Justyn Bell

The lowdown on Justyn

Justyn’s first real bartending gig was in a busy student bar in Nottingham. “Without decent ale in the student lifestyle, I turned to spirits and through a thirst for knowledge (as well as Aqua Vitae) I naturally took to spirituous drink making,” he says.

The Severn Shed in Bristol came next but it was Justyn’s move to Hausbar which solidified his cocktail making skills. “Here, under the watchful eye of Aurelius Braunbarth and alongside esteemed colleagues, Harry Glockler, Alistair ‘Teddy Boy’ Reynolds and Mademoiselle Annie Mason, I have managed to grow with friends around”. As well as a host of local competition successes, he cites recently being nominated the second best Bartender by Class as an absolute honour which has helped him to establish The Drinks Cabinet, a bartender-led drinks school in Bristol where he gives open house lectures and hosts competitions. He goes through to the World Class UK with his tequila creation, Love Lies Bleeding.

What led you to become a bartender?

I started bartending seriously after a stint at the Edinburgh Fringe Festival. I was influenced by the sheer delight of working alongside great people in a fun, stimulating party city, surrounded by customers, (I now call them guests), who wanted to have a good time or at the very least, improve their mood. During university I quickly learned that behind the bar was where I preferred to be, subsequently, after finishing my degree I decided to pursue bartending professionally.

What’s the best thing about your job?

Meeting customers from all walks of life; my fellow bartenders; the community; mixing drinks and drinking those made for me.

Who do you admire in the industry and why?

My fellow bartenders, old and new; friends and soon to be friends, we all seem to have a thirst for knowledge, good service and pleasing people that makes me admire them all.

If you could mix a drink for anyone alive or dead who would it be and why?

Wow, er, short of Moses, Charles H Baker Jnr. He certainly drinks well and I love blenders too….

What’s your favourite classic cocktail and why?

Depends on the time of day, right now being 6pm, I think I will head to Whitelock and Grace and have a Rammazotti Sour – it’s a delectable aperitif…
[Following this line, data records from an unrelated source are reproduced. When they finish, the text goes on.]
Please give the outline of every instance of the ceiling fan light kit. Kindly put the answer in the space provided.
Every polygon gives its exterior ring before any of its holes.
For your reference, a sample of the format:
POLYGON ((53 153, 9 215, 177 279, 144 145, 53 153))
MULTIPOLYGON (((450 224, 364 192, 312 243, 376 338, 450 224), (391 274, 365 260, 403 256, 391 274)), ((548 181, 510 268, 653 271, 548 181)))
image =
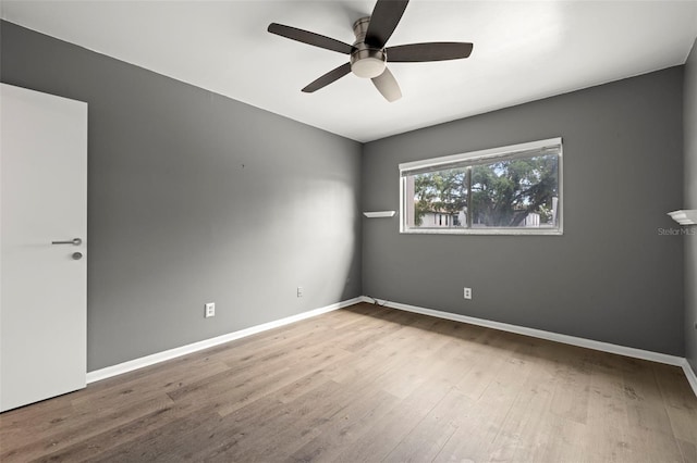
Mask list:
POLYGON ((387 67, 388 62, 416 63, 460 60, 469 57, 473 48, 473 45, 467 42, 409 43, 386 48, 386 43, 400 23, 407 4, 408 0, 378 0, 371 16, 362 17, 353 24, 353 32, 356 36, 356 41, 353 45, 278 23, 269 24, 268 32, 350 55, 348 63, 320 76, 303 88, 304 92, 311 93, 339 80, 346 74, 353 73, 358 77, 371 79, 382 97, 392 102, 402 98, 402 90, 387 67))

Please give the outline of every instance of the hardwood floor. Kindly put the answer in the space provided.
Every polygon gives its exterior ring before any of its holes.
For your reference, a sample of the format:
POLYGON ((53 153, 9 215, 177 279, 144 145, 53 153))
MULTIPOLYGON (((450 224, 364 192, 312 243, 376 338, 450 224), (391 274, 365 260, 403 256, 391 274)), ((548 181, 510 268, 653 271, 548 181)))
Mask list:
POLYGON ((371 304, 0 415, 0 461, 697 462, 682 370, 371 304))

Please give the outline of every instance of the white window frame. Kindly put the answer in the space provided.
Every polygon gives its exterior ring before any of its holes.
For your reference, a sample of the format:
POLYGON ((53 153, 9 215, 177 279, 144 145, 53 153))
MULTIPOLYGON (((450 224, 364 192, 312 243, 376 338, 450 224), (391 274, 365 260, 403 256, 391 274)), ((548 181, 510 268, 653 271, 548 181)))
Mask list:
POLYGON ((564 208, 563 208, 563 143, 562 138, 548 138, 546 140, 531 141, 526 143, 510 145, 505 147, 491 148, 479 151, 470 151, 466 153, 445 155, 440 158, 431 158, 413 162, 405 162, 399 165, 400 168, 400 233, 415 235, 553 235, 564 234, 564 208), (546 148, 558 148, 559 150, 559 209, 558 209, 558 226, 553 228, 536 228, 536 227, 486 227, 486 228, 418 228, 408 227, 406 224, 406 198, 405 186, 408 172, 415 172, 426 167, 447 167, 456 163, 478 163, 494 158, 512 157, 524 153, 526 151, 538 151, 546 148))

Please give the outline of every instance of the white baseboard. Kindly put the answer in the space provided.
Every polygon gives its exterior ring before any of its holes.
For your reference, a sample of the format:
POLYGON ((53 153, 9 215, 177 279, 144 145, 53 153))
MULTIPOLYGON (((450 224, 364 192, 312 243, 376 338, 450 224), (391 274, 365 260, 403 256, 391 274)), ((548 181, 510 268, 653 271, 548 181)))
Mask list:
POLYGON ((680 366, 685 372, 687 381, 689 383, 695 396, 697 396, 697 375, 693 371, 689 362, 682 356, 668 355, 664 353, 651 352, 643 349, 635 349, 625 346, 612 345, 609 342, 595 341, 591 339, 578 338, 575 336, 560 335, 558 333, 545 331, 542 329, 527 328, 524 326, 510 325, 508 323, 492 322, 484 318, 476 318, 467 315, 460 315, 450 312, 442 312, 432 309, 419 308, 416 305, 403 304, 400 302, 390 302, 379 300, 366 296, 359 298, 350 299, 347 301, 338 302, 335 304, 327 305, 323 308, 315 309, 308 312, 303 312, 297 315, 289 316, 285 318, 277 320, 273 322, 265 323, 249 328, 241 329, 239 331, 229 333, 227 335, 218 336, 203 341, 194 342, 187 346, 166 350, 163 352, 154 353, 139 359, 131 360, 120 363, 118 365, 107 366, 106 368, 95 370, 87 373, 87 384, 95 383, 101 379, 107 379, 112 376, 121 375, 123 373, 132 372, 134 370, 143 368, 144 366, 154 365, 156 363, 164 362, 167 360, 175 359, 178 356, 186 355, 193 352, 197 352, 204 349, 208 349, 215 346, 219 346, 225 342, 233 341, 235 339, 244 338, 246 336, 256 335, 257 333, 266 331, 269 329, 278 328, 280 326, 289 325, 291 323, 299 322, 301 320, 310 318, 313 316, 321 315, 327 312, 347 308, 358 302, 378 303, 391 309, 403 310, 406 312, 418 313, 423 315, 435 316, 438 318, 451 320, 453 322, 468 323, 470 325, 484 326, 487 328, 499 329, 502 331, 516 333, 518 335, 531 336, 534 338, 547 339, 551 341, 562 342, 571 346, 583 347, 587 349, 599 350, 603 352, 616 353, 619 355, 631 356, 635 359, 649 360, 652 362, 665 363, 668 365, 680 366))
POLYGON ((599 350, 602 352, 616 353, 619 355, 631 356, 634 359, 649 360, 651 362, 664 363, 668 365, 680 366, 685 372, 687 381, 693 388, 695 396, 697 396, 697 376, 693 371, 689 362, 685 358, 676 355, 668 355, 665 353, 651 352, 643 349, 635 349, 625 346, 617 346, 610 342, 595 341, 592 339, 578 338, 576 336, 560 335, 558 333, 545 331, 542 329, 527 328, 525 326, 510 325, 508 323, 492 322, 484 318, 476 318, 467 315, 460 315, 456 313, 442 312, 432 309, 424 309, 416 305, 403 304, 400 302, 391 302, 381 299, 375 299, 370 297, 362 297, 363 302, 377 303, 390 309, 403 310, 406 312, 419 313, 423 315, 430 315, 438 318, 451 320, 454 322, 468 323, 470 325, 484 326, 487 328, 499 329, 502 331, 516 333, 518 335, 531 336, 534 338, 547 339, 550 341, 562 342, 565 345, 577 346, 587 349, 599 350))
POLYGON ((685 376, 687 376, 687 383, 689 383, 689 385, 693 387, 693 390, 695 391, 695 396, 697 396, 697 375, 695 374, 695 371, 693 370, 687 359, 683 360, 683 372, 685 372, 685 376))
POLYGON ((277 320, 261 325, 252 326, 249 328, 241 329, 239 331, 229 333, 227 335, 218 336, 203 341, 194 342, 187 346, 182 346, 174 349, 169 349, 162 352, 154 353, 151 355, 142 356, 139 359, 131 360, 127 362, 119 363, 118 365, 107 366, 106 368, 95 370, 87 373, 87 384, 107 379, 112 376, 121 375, 123 373, 132 372, 134 370, 143 368, 144 366, 154 365, 156 363, 164 362, 166 360, 175 359, 178 356, 186 355, 199 350, 208 349, 213 346, 219 346, 225 342, 234 341, 235 339, 244 338, 246 336, 256 335, 257 333, 266 331, 269 329, 278 328, 280 326, 289 325, 291 323, 299 322, 301 320, 310 318, 313 316, 321 315, 327 312, 347 308, 348 305, 362 302, 362 298, 354 298, 347 301, 338 302, 335 304, 327 305, 323 308, 303 312, 297 315, 288 316, 285 318, 277 320))

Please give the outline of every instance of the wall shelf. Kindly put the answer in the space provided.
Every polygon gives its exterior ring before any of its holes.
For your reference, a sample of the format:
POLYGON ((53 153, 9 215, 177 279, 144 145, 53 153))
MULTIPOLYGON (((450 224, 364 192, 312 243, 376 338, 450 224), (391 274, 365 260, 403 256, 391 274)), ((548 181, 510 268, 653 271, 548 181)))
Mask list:
POLYGON ((697 210, 696 209, 687 209, 684 211, 673 211, 669 212, 668 215, 671 216, 675 222, 681 225, 697 225, 697 210))
POLYGON ((363 215, 365 215, 368 218, 376 218, 376 217, 393 217, 395 214, 395 211, 374 211, 374 212, 364 212, 363 215))

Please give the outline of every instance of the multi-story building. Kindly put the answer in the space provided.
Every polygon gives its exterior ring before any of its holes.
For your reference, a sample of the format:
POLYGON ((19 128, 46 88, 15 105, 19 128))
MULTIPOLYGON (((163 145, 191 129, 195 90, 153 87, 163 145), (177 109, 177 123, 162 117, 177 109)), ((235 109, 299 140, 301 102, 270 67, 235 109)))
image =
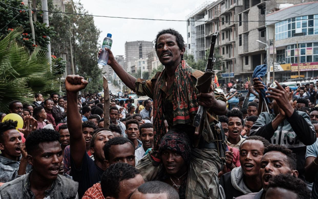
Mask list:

What’s the most unusual request you’ve had at the bar?

The unusual ones unfortunately cannot be mentioned, there may be ladies reading this…

What’s your proudest moment as a bartender?

When his lady companion was powdering her nose, a young gentleman took me aside and commented on how impressed he was that I served her first even when topping up water. To me that’s very standard service, but to be noticed and thanked, by a 21-year old youngling made my week. I guess he didn’t get that level of service everywhere, which is a shame…

Describe the inspiration for the drink/s that got you through to the finals.

The sherry in Spain after a holiday in Seville, the beautiful liquid that is Don Julio, and the smell of pink grapefruits when I come back from work in the morning. And of course love…

Do you have any funny/embarrassing anecdotes in the rounds leading up to World Class UK finals?

Not really, unsurprisingly it was taken very seriously.

Have you picked up any good tips from the competition?

From watching the previous rounds yes: base spirit is key, but then I always knew that, much better to be 8:2:1 than that weedy 5:2:1. Technical ability was highly sought after – Andy Pearson has a hawks eye…

What does winning your regional heat of World Class mean to you?

It was massive, to be up against such fine bartenders and come out on top was amazing, a true honour. I wish they could join me in Mexico.

What would winning the finals of World Class UK mean to you?

It would be the highlight of my year, a chance to represent the country on the world stage, that would be super mega.

Who would you thank in your World Class acceptance speech and why?

All the bartenders I have ever worked with, Dave Hemingway who started me off, Auri who teaches me still, and all those especially in the Bristol scene who have helped me through some really tough times – too many to list here but I love you all. And Gin.

If you were a cocktail, what would you be and why?

‘The Dandy cocktail’ Ask Nidal why…

The drink that got him through

Love Lies Bleeding

The inspiration for this drink came from a holiday to Seville. The region is very famous for the Moscatel bodagas. and I though it only fitting I should sup this fine sherry. On tasting it I was astounded by the rich, sweet raisin dominated palate. As Jose Tradicional was the first tequila on my speed rail at Severn Shed Bristol two years ago I am incredibly familiar with this fantastic spirit, the profile matches the Lastau perfectly. I recently bought several pink grapefruit, the smell coming from the fruit bowl was fantastic, so I had to include this citrus. However, on testing the drink I found yellow grapefruits taste much more appealing. I thought the bitterness with pink would win but the good old yellow marsh grapefruit was tops. A small dash of a recently acquired Peruvian bitters rounds the drink off beautifully.

60ml Jose Cuervo Tradicional
20ml Lastau Moscatel Emilin
10ml Yellow grapefruit syrup
6 drops Amargo chuncho bitters

Method:

Add all ingredients to an old-fashioned glass with ice and twist and stir to chill and dilute. Garnish with grapefruit zest twist.